Austrian police say there has been a “creeping rise” in the number of migrants and asylum seekers attempting to cross into the country from Italy.


Head of Tyrol police Helmut Tomac has said that between 40 and 50 asylum seekers or migrants are stopped every day at the Brenner border crossing between Austria and Italy, compared to around ten per day in May.

Although stressing there was no reason to panic, Governor of Tyrol Günther Platter told Tiroler Tageszeitung: “In the view of the heightening of the refugee situation in Italy, there probably needs to be increasing vigilance.”

His comments follows chaotic scenes recently at the Italian-French border when 200 people attempting to swim to France were turned back and deported to southern Italy.

Hundreds of asylum seekers also became stuck in the Italian city of Como after being turned away at the Swiss border.

Following the closure of the so-called West Balkans migrant route and the EU's controversial deal to return migrants from Greece to Turkey, many people attempted instead to get to Europe via Italy's shores.

More than 94,000 migrants have arrived at southern Italian ports so far this year leading to Austrian authorities strengthening controls at the border with Italy.

Platter said that should France and Switzerland close their borders to Italy, the pressure will fall on Austria, “especially Tyrol”. “We can’t steer our country into an unacceptable situation with open eyes,” he said.

Meanwhile, figures released in Germany have shown that thousands of migrants have been left stranded in Austria this year after being rejected at the border by German authorities.

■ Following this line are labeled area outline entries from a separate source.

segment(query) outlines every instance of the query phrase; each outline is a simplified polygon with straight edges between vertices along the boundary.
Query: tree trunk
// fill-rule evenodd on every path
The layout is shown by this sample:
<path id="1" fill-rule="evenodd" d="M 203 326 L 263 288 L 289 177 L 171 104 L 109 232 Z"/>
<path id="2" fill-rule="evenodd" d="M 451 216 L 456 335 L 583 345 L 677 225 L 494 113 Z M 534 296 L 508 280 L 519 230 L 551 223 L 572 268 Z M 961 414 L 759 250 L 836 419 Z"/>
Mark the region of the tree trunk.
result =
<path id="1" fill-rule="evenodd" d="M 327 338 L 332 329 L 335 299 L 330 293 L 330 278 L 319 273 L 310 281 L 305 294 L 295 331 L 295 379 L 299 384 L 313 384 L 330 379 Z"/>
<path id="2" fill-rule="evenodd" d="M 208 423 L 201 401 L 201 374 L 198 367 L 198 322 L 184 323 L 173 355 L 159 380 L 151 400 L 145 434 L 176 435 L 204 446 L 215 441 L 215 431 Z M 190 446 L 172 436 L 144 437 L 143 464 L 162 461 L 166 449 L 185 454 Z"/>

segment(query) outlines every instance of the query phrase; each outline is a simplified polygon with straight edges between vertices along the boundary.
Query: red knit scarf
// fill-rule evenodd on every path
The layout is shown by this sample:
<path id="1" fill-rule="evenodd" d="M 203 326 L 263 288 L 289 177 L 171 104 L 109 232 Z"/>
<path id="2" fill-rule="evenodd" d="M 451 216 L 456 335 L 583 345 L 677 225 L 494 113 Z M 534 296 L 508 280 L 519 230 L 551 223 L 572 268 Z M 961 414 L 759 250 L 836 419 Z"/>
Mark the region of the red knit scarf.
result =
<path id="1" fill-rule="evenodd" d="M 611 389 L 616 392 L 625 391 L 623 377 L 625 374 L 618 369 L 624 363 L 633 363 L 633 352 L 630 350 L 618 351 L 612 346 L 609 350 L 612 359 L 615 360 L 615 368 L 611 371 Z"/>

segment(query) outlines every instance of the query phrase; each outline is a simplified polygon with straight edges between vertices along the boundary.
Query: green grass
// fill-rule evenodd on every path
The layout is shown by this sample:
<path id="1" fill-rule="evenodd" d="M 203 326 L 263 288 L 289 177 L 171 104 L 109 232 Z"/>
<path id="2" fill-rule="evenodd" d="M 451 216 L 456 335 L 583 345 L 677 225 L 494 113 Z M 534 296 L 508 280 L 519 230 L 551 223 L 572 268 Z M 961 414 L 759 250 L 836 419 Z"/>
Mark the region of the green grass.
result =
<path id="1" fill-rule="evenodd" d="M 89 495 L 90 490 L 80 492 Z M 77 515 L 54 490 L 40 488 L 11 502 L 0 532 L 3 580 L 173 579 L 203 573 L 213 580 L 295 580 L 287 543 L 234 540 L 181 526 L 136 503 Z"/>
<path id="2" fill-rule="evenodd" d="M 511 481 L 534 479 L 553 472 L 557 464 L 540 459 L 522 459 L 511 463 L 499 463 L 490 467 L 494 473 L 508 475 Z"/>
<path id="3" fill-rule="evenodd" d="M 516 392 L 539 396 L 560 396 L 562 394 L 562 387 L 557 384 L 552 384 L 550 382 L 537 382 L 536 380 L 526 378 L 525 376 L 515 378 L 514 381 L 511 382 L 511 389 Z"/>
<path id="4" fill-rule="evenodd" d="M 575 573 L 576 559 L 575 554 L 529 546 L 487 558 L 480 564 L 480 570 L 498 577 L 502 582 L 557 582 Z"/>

In the first half of the year, 10,600 people have reportedly been rejected at the border, compared to 8,900 in the whole of 2015.

According to Die Presse newspaper, many either continue trying to cross the border or enter a life of illegality as undocumented migrants.

Fall in asylum applications

Austria has seen a drop in the number of people claiming asylum in its country compared to last year when it received 90,000 applications. According to Defence Minister Hans Peter Doskozil, Austria has accepted between 25,000 and 26,000 applications so far this year.

The country has set an upper limit of 37,500 asylum applications they are prepared to accept in 2016, a limit Doskozil has said they expect to reach by November.

Earlier this year, the Interior Ministry suggested the government should introduce emergency measures that include turning nearly all asylum seekers away at the border before this ‘upper limit’ is reached.